NEW YORK (GenomeWeb) – Pacific Biosciences reported after the close of the market on Friday that its first quarter 2019 revenues declined 15 percent year over year.
For the three months ended March 31, the Menlo Park, California-based company recognized total Q1 revenues of $16.4 million compared to $19.4 million in Q1 2018, missing analysts' average estimate of $21.6 million.
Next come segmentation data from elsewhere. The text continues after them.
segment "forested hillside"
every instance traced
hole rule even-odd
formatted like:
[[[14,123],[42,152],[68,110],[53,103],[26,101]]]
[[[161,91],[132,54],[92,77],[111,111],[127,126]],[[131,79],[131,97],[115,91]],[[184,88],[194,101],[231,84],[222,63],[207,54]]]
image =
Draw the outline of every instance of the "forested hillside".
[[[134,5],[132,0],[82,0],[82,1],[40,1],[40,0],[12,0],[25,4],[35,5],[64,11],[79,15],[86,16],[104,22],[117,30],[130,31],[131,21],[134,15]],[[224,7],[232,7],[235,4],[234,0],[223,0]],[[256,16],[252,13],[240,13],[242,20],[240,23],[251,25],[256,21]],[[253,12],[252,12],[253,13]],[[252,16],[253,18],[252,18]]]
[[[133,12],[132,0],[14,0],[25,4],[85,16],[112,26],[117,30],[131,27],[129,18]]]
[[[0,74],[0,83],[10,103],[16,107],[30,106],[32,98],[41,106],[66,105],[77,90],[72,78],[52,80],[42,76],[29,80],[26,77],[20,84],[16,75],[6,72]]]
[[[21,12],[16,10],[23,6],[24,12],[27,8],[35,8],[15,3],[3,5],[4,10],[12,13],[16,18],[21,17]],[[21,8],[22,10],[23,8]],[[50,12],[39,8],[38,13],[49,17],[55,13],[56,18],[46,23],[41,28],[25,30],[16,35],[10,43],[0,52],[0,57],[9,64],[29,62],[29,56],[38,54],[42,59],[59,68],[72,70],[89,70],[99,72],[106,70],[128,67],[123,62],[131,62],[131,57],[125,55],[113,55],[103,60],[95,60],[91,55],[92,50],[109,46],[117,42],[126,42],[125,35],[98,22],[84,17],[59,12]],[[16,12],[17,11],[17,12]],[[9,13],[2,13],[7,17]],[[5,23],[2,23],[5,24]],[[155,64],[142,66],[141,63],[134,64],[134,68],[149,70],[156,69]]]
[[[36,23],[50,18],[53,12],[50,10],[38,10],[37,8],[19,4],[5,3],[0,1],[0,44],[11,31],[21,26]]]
Revenues included $13.5 million in product revenue and $3.0 million in service and other revenue.
In a statement, PacBio said that the five customers who were early-access users of its recently launched higher throughput Sequel II instrument have all since purchased the system, along with additional customers, but the firm did not disclose how many systems it sold.
In addition, the firm said it continues to expect its acquisition by Illumina, which was announced last year, will be completed mid-year. Given the pending merger, PacBio said it would not be holding a conference call to discuss its Q1 financial results, nor does it expect to do so in the future.
PacBio's net loss in the quarter was $30.3 million, or $.20 per share, up from $24.2 million, or $.20 per share, in the year ago quarter, missing the Wall Street estimate of a $.15 loss per share.
The firm's R&D expenses in Q1 2019 were $15.5 million, down 5 percent from $16.3 million in Q1 2018. It's SG&A expenses, meantime, climbed 33 percent year over year to $19.8 million from $14.9 million. PacBio's operating expenses included $5.7 million associated with the merger with Illumina.
As of March 31, 2019, the company had $82.9 million in cash and investments.
On Monday, PacBio's stock was down less than 1 percent at $7.39 during mid-morning trading on the Nasdaq.